Day 15 in the trial of two former Hamilton paramedics charged with failing to provide the necessities of life will see one of two twin brothers take to the stand in a Hamilton courthouse.
Mustafa Ameer will recall how he rushed to the aid of Yosif Al-Hasnawi after he was shot near a strip mall on Sanford Avenue and Main Street East in 2017.
Ameer was one of four boys who briefly left a nearby mosque with Al-Hasnawi moments before the shooting.
Testifying at the trial of Dale King in 2019, Ameer told a court he rushed to hold Al-Hasnawi after he fell to the ground.
The teen is expected to recall the events of Dec. 2, 2017, as a crown witness on Tuesday.
Christopher Marchant, 32, and Steven Snively, 55, are charged with failing to provide the necessaries of life in relation to the treatment of Hasnawi.
Paramedics said ‘They were good’
Testimony at the trial on Monday included firefighter Mark Vanspronsen who drove the Hamilton Fire Department (HFD) truck that delivered three firefighters to the scene in 2017.
Vanspronsen, a 19-year-vet with the HFD, told the court that the crew responded to a call about a patient who had been shot by a BB gun.
Upon arrival, Vanspronsen said the crew grabbed a large medical bag and a defibrillator from the truck and walked toward the scene. A Hamilton police officer seconds later held his hand up and told the trio that everything was OK.
The firefighter told the court he saw the victim on the ground not moving and holding his “tummy” area.
“When we first made our progression towards the police officer, we could hear him moaning a bit,” Vanspronsen said.
“And then (the police officer) told us to step back and then we would move back far enough that we hadn’t couldn’t hear what was going on after that.”
As per city protocol, the firefighters remained at the scene until Marchant and Snively arrived.

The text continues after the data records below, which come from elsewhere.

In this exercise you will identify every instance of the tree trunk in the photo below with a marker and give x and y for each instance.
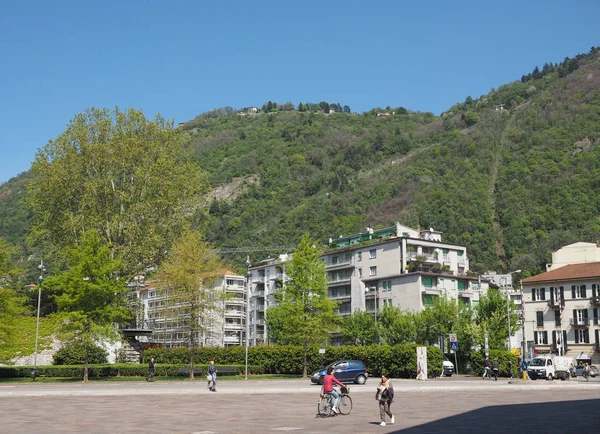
(191, 376)
(85, 366)
(304, 357)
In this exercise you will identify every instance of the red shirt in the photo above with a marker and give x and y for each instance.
(328, 381)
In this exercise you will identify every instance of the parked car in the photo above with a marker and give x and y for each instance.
(344, 370)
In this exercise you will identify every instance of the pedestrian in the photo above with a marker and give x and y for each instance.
(486, 368)
(385, 396)
(151, 365)
(496, 369)
(212, 374)
(524, 369)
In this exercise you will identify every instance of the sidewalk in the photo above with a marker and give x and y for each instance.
(256, 387)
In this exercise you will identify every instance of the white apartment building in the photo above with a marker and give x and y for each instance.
(576, 253)
(561, 310)
(504, 282)
(396, 266)
(223, 326)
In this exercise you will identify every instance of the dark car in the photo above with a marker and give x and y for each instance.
(344, 370)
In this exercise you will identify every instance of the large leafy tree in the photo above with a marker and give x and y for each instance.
(359, 329)
(186, 280)
(129, 178)
(492, 316)
(11, 304)
(91, 297)
(304, 314)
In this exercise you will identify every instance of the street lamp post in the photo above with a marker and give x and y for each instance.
(247, 313)
(37, 324)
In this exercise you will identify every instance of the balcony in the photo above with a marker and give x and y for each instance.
(579, 322)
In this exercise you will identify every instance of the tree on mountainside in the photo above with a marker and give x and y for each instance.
(304, 314)
(186, 280)
(11, 305)
(116, 172)
(91, 297)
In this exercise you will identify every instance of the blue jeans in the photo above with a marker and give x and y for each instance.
(336, 397)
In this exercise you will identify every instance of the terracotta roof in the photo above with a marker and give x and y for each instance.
(586, 270)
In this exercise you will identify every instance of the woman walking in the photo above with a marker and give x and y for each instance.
(385, 396)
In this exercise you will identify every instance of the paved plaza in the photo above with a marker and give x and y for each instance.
(434, 406)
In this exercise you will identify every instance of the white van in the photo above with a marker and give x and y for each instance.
(542, 367)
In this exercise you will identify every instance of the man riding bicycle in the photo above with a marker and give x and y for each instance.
(328, 381)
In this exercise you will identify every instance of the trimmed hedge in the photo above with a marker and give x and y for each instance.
(117, 370)
(398, 361)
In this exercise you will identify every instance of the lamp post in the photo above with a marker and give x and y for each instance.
(37, 324)
(247, 313)
(508, 305)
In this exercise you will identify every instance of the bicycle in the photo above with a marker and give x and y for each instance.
(325, 404)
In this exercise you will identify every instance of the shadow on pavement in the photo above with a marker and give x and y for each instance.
(575, 416)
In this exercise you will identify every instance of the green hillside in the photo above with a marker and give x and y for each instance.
(512, 175)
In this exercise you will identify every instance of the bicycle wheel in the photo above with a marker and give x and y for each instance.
(324, 407)
(345, 406)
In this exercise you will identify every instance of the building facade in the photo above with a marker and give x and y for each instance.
(224, 325)
(561, 310)
(396, 266)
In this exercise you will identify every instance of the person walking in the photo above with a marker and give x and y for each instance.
(495, 369)
(385, 396)
(212, 372)
(151, 365)
(486, 370)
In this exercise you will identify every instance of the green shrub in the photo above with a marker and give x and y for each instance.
(398, 361)
(74, 354)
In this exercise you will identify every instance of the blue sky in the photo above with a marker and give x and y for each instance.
(182, 58)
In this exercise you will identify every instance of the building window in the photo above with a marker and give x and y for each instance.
(539, 318)
(538, 294)
(578, 291)
(582, 336)
(541, 338)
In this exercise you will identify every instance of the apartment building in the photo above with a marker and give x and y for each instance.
(396, 266)
(224, 325)
(504, 282)
(561, 310)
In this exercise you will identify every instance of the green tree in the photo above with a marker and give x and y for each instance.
(186, 279)
(120, 174)
(11, 305)
(493, 313)
(91, 297)
(304, 314)
(359, 329)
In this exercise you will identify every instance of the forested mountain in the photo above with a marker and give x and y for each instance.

They departed when one of the two paramedics dismissed them.
“The paramedics got out of the ambulance. The heavier gentleman, he walked up to the patient,” Vanspronsen said.
“At that time, we moved a little closer to see if they needed assistance. He looked at the wound and said that they were good.”

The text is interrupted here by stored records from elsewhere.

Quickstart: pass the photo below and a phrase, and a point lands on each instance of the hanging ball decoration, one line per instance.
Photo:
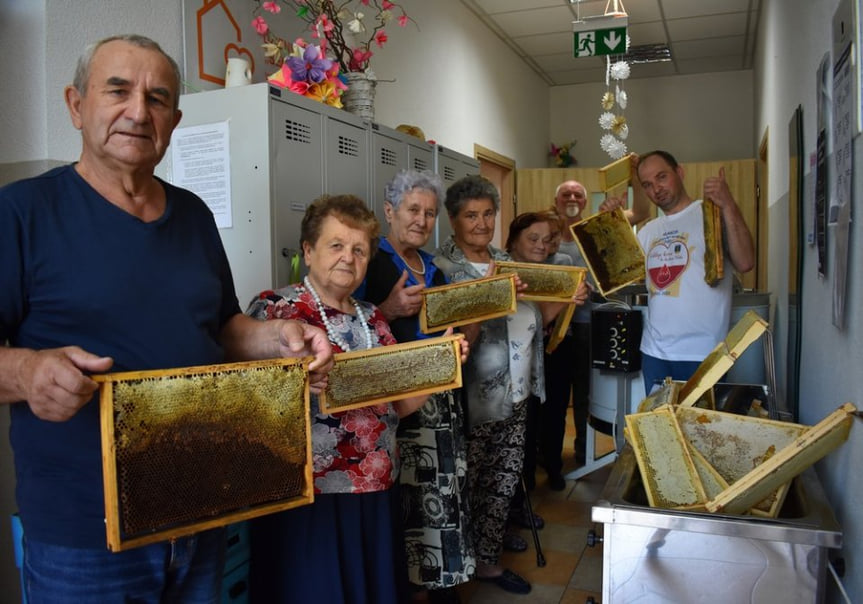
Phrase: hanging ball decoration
(621, 99)
(606, 120)
(619, 127)
(615, 148)
(607, 101)
(619, 70)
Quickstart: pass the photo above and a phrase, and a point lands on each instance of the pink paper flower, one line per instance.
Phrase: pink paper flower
(344, 30)
(260, 25)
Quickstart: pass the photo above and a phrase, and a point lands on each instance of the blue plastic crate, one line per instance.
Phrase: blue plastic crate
(18, 545)
(235, 586)
(237, 550)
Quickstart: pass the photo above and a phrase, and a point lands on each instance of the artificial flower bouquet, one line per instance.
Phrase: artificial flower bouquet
(342, 33)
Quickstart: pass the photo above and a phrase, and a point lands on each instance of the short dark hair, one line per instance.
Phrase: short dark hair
(668, 157)
(348, 209)
(523, 222)
(470, 187)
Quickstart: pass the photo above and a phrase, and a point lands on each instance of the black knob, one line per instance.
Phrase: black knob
(593, 538)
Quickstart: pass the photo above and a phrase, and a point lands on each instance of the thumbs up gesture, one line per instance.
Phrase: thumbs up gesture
(716, 190)
(403, 301)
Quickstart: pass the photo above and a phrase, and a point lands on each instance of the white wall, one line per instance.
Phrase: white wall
(793, 37)
(462, 85)
(705, 117)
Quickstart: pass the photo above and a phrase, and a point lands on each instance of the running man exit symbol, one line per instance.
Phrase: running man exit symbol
(600, 42)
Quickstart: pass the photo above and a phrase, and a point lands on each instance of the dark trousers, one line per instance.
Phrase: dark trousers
(567, 374)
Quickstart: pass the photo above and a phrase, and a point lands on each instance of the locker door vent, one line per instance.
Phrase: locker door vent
(297, 131)
(388, 157)
(348, 146)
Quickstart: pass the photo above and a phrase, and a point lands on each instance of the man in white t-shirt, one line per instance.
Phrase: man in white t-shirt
(686, 317)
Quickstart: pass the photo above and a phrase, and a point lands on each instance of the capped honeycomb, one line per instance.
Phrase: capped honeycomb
(181, 447)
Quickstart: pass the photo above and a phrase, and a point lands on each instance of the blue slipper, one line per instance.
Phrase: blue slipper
(508, 581)
(514, 543)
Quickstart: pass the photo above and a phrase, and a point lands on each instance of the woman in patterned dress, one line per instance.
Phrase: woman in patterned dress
(504, 370)
(346, 546)
(433, 475)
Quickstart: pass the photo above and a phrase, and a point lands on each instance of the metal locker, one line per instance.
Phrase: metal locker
(346, 157)
(389, 154)
(298, 179)
(285, 151)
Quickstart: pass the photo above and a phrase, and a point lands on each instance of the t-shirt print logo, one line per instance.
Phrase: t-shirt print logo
(666, 262)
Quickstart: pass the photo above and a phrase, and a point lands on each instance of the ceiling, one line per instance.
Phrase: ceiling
(704, 35)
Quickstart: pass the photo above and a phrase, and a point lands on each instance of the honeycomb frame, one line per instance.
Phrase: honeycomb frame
(545, 282)
(369, 377)
(466, 302)
(190, 449)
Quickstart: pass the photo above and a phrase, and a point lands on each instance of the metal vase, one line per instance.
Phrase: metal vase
(359, 98)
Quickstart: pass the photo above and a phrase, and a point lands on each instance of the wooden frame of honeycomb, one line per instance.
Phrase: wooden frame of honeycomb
(611, 250)
(467, 302)
(545, 282)
(749, 328)
(369, 377)
(558, 330)
(667, 470)
(714, 255)
(186, 450)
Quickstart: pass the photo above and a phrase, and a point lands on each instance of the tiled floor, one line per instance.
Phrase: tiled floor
(573, 571)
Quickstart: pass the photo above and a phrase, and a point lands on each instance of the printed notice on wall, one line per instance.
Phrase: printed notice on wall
(844, 120)
(201, 161)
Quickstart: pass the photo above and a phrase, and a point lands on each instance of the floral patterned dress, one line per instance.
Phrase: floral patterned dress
(433, 453)
(353, 451)
(348, 545)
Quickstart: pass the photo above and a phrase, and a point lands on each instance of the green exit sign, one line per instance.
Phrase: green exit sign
(610, 41)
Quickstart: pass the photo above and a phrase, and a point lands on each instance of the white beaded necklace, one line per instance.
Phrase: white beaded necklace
(331, 332)
(421, 272)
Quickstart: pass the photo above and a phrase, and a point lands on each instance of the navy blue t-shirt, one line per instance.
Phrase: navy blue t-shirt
(77, 270)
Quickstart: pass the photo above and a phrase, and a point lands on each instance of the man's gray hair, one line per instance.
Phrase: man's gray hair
(406, 181)
(82, 71)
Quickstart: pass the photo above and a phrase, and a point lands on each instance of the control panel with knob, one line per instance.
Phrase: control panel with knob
(615, 337)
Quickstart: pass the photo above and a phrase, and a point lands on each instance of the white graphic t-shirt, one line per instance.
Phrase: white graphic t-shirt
(686, 317)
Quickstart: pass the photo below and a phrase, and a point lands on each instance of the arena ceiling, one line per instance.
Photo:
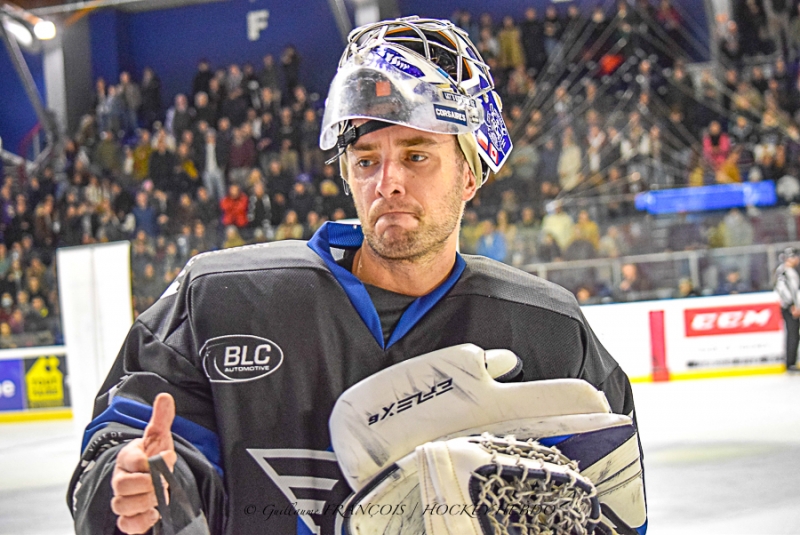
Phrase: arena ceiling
(53, 7)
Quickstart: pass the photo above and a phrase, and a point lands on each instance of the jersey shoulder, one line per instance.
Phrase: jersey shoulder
(490, 278)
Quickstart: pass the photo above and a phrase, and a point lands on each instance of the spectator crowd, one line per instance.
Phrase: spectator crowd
(602, 105)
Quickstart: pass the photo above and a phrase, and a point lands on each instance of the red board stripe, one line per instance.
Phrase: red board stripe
(658, 347)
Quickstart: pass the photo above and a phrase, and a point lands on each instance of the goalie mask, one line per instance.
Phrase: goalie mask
(421, 73)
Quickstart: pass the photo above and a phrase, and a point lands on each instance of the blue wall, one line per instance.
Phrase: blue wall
(171, 41)
(17, 116)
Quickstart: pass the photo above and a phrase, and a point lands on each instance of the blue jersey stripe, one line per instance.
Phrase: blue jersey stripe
(349, 236)
(134, 414)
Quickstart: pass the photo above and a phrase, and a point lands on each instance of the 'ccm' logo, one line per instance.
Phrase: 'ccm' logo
(240, 357)
(732, 320)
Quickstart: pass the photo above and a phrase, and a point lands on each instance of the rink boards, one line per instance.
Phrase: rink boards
(691, 338)
(652, 340)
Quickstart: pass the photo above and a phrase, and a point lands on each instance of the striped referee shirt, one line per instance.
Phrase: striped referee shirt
(787, 285)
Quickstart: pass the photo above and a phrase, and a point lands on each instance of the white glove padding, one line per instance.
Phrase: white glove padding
(377, 424)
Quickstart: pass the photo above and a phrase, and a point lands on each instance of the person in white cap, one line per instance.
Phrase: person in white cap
(227, 383)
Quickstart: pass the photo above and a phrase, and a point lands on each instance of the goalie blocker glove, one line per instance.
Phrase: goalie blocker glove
(453, 451)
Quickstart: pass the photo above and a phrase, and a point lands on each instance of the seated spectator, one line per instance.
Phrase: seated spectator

The firefighter told the court he was not close enough to hear any of the conversations between police, paramedics and bystanders. He also said he only saw a little bit of blood around the navel area when he first saw Al-Hasnawi.

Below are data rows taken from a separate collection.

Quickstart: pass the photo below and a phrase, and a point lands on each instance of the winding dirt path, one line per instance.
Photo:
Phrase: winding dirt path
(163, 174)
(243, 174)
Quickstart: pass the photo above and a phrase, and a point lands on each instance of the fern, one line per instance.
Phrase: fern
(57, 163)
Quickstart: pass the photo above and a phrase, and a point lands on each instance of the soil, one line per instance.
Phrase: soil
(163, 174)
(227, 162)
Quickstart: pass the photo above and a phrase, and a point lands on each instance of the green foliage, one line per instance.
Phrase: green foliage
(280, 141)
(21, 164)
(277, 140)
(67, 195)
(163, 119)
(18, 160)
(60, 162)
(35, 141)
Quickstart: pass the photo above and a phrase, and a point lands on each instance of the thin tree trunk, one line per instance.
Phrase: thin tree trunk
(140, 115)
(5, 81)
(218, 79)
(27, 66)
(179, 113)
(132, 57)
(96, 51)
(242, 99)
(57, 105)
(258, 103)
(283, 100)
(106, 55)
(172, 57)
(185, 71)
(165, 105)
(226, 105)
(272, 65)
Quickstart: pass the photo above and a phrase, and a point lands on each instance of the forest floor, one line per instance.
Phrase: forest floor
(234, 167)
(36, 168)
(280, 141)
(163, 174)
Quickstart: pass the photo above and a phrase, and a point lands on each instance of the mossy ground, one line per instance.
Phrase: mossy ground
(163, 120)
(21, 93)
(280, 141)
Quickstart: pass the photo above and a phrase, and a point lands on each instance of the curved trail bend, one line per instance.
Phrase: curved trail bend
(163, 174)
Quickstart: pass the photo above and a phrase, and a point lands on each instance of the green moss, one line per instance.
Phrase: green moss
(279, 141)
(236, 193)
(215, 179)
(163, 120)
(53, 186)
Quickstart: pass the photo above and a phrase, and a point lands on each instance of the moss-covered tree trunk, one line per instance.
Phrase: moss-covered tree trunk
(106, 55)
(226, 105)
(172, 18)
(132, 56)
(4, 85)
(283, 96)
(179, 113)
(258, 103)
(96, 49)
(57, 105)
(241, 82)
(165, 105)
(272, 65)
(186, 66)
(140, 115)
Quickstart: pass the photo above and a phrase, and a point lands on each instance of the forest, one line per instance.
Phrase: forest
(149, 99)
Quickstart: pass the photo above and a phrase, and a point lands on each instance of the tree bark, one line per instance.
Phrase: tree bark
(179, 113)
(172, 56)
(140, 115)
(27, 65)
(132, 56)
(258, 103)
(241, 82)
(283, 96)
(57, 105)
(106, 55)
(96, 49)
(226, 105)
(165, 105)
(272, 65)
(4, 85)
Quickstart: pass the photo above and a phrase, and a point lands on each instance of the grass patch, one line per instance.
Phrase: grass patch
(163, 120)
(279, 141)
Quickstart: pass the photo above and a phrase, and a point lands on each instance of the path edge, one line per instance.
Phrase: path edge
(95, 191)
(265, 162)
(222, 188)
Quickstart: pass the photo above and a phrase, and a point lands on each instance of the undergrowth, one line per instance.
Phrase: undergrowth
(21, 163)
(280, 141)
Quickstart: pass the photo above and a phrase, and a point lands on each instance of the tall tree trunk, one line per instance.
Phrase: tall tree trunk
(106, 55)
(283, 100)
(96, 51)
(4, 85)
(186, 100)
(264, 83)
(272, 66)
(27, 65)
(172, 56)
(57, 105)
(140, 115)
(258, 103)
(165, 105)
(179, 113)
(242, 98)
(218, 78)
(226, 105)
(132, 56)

In cross-examination, Vanspronsen revealed the firefighter’s call was only 11 minutes in total from the time they left their station to when they returned.
Emergency response unit arrives
Also at the scene on the night of the shooting was Const. David Spencer, part of Hamilton police’s emergency response unit.
Spencer told the court he received information just before 9 p.m. over the radio that there was a shooting involving a pellet gun. He made his way to the scene with his partner.
The two response members waited on the scene until a K-9 unit arrived, according to Spencer. The officer spent a short time near the victim, but could not recall for how long.
“My specific memory of being over there was the discussion of whether it was a firearm or a pellet gun,” Spencer said.
“That was more coming from bystanders.”
After a search around a perimeter with a canine unit, Spencer said only a police presence remained at the scene when he returned.
Former paramedic chief finishes five days of testimony
A former deputy chief with the Hamilton Paramedic Service (HPS) finished up five days as a witness for the Crown on Monday.
Hal Klassen first took a seat in Hamilton’s superior court on Main Street East last Tuesday morning and returned to the chair every day before he was dismissed on Monday afternoon.
Klassen was called upon by the Crown as an expert witness and predominately answered yes or no questions for prosecutors and the defence pertaining to paramedic training, procedures, equipment, clinical care, and standard protocols.
Questioning of Klassen bounced around from the function of a regional base hospital to how and when a patient can be restrained to how Hamilton’s Skyhawk branded vehicle tracking software works.
Some inquiries by counsel over the five days also focussed specifically on the decision to send Al-Hasnawi to St. Joseph’s Hospital, the use of restraints when the victim was on the ambulance, and the alleged delay in reaching an emergency room.
Justice Harrison Arrell is expected to hear from two more witnesses this week, as well as Dr. Elena Bulakhtina, who performed Al-Hasnawi’s autopsy, and a manager from the dispatch centre.